Theorem 1. For all b>1, k>0, n>0, b[k] n <= 2[k] (b-1)n,
with strict inequality for b>2.
<begin sketch pf of Thm.1>
Proposition S(k): For all b>1, n>0, b[k] n <= 2[k] (b-1)n.
S(1): For all b>1, n>0, b[1] n <= 2[1] (b-1)n;
this holds since 2 <= b --> 2n <= bn --> bn <= 2(b-1)n.
S(k) --> S(k+1):
S(k+1): For all b>1, n>0, b[k+1] n <= 2[k+1] (b-1)n.

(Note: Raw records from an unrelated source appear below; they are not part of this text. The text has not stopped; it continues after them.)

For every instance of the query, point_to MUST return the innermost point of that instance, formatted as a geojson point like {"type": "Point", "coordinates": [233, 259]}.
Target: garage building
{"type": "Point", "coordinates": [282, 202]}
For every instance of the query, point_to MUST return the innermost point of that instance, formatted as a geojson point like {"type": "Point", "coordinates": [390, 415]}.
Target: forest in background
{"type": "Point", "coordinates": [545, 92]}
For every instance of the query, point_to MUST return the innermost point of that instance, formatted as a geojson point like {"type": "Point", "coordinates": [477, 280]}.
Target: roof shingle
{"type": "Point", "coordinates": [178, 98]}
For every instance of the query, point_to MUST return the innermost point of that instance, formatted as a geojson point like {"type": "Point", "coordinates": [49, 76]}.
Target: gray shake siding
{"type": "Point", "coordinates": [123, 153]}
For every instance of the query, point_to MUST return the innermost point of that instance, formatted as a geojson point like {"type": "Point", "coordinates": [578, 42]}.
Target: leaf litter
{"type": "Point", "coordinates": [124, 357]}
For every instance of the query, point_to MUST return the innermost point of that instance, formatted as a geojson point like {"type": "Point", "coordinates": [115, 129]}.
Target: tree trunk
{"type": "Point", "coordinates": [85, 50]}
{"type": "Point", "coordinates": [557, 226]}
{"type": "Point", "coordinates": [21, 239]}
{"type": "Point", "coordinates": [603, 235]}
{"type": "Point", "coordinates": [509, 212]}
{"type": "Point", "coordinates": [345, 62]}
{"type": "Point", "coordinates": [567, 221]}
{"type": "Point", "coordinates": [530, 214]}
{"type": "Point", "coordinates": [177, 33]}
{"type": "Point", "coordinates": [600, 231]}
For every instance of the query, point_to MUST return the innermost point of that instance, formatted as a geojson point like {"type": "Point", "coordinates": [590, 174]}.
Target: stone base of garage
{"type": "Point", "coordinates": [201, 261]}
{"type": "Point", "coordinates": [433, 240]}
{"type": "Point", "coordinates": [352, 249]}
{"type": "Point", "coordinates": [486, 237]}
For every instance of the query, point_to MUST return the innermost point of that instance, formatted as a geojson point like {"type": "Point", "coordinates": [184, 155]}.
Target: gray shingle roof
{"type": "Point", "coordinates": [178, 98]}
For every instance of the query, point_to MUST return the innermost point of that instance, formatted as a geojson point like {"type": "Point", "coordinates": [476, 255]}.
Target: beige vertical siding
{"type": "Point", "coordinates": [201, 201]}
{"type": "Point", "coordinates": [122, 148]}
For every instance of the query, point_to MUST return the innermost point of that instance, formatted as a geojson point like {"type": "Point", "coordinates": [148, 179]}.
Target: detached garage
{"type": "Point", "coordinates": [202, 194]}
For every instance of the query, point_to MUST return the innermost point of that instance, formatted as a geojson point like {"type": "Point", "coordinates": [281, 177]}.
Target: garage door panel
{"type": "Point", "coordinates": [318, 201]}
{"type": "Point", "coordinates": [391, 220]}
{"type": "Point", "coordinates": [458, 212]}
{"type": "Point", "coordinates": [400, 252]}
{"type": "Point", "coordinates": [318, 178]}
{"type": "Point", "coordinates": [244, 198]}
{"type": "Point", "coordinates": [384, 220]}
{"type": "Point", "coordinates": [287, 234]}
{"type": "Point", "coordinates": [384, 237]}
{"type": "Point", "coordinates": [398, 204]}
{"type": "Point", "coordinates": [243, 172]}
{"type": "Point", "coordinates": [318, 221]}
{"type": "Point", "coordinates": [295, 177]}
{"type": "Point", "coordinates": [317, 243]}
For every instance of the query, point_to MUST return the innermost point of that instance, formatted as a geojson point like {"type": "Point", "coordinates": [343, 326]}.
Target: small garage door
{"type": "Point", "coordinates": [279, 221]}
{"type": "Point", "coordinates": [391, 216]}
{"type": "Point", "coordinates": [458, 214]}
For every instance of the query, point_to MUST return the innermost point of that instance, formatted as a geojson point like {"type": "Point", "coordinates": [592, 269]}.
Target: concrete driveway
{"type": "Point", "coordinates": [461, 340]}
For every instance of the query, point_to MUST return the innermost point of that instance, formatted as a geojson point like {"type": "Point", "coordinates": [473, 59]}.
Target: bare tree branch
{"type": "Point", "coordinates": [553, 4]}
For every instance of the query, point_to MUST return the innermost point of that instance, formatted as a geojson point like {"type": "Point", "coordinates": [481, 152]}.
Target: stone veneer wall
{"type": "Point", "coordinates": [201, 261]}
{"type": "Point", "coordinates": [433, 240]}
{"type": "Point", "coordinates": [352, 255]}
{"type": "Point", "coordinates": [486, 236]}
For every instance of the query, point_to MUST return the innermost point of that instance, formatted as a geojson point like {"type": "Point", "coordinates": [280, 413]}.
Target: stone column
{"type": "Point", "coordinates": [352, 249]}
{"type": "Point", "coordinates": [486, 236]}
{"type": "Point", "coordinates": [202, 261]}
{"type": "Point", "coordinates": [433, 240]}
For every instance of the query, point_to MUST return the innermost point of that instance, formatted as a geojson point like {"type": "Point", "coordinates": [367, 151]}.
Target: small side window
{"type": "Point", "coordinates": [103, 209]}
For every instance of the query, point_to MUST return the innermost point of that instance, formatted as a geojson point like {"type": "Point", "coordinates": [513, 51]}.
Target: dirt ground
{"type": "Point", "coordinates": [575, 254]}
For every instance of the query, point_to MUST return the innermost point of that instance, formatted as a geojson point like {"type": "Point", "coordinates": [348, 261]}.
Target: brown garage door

For n=1, b[k+1]1 = b <= 2(b-1) <= 2[k+1](b-1), as required,
so consider n > 1:
On the one hand,
b[k+1]n = b[k] b[k+1] (n-1)
b[k+1]n <= 2[k](b-1)* b[k+1] (n-1), by S(k)
...
b[k+1]n <= (2[k](b-1)*)^(n-1) b[k+1] 1 (^ meaning iteration)
b[k+1]n <= (2[k](b-1)*)^(n-1) b, since b[x]1 = b
while on the other hand,
2[k+1](b-1)n = (2[k])^((b-1)n) 1
2[k+1](b-1)n = (2[k])^((b-1)(n-1)) (2[k])^(b-1) 1
2[k+1](b-1)n >= ((2[k])^(b-1))^(n-1) b ((1))
2[k+1](b-1)n >= ((2[k](b-1)*)^(n-1) b ((2))
where ((1)) and ((2)) follow from
(2[k])^(b-1) x = 2[k] (2[k])^(b-2) x (any x>0)
(2[k])^(b-1) x >= 2[k] 2^(b-2) x
(2[k])^(b-1) x >= 2[k] (b-1) x cf. ((2))
(2[k])^(b-1) 1 >= 2[k] (b-1) 1
(2[k])^(b-1) 1 >= 2(b-1)
(2[k])^(b-1) 1 >= b cf. ((1))
<end sketch pf of Thm.1>
Lemma 1. For all k>0, 2 + 3[k]3 < 2[k]7.
<begin sketch pf of Lem.1>
For k=1, 2 + 3[1]3 = 11 < 2[1]7 = 14.
For all k>1,
2 + 3[k]3 < 2 + 2[k]6, by Thm 1,
2 + 3[k]3 < 2[k-1]2[k]6,
2 + 3[k]3 < 2[k]7.
<end sketch pf of Lem.1>
A corollary of the next theorem is that Friedman's lower
bound, which is a(2[187196] 187196) in the sequence defined
by a(1) = 2, a(n) = 2[a(n-1)]a(n-1) (n>1), is enormously
larger than Graham's number, which is g(64) in the sequence
defined by g(1) = 3[5]3, g(n) = 3[1 + g(n-1)]3 (n>1):
Theorem 2. For all n>0, g(n) < a(n+3).
<begin sketch pf of Thm.2>
Proposition T(n): 1 + g(n) < a(n+3)
T(1): 1 + g(1) < a(4):
1 + g(1) = 1 + 3[5]3
1 + g(1) < 2[5]7, by Lem.1
1 + g(1) < 2[a(3)]a(3), since a(3) > 7
1 + g(1) < a(4).
T(n) --> T(n+1):
T(n+1): 1 + g(n+1) < a(n+4).
1 + g(n+1) = 1 + 3[1 + g(n)]3
1 + g(n+1) < 2[1 + g(n)]7, by Lem.1
1 + g(n+1) < 2[1 + g(n)](1 + g(n)), since 1 + g(n) > 7
1 + g(n+1) < 2[a(n+3)]a(n+3), by T(n)
1 + g(n+1) < a(n+4).
<end sketch pf of Thm.2>
Corollary. Graham's number, g(64), is less than a(67).
It would be nice to prove g(64) < a(n) for some n < 64.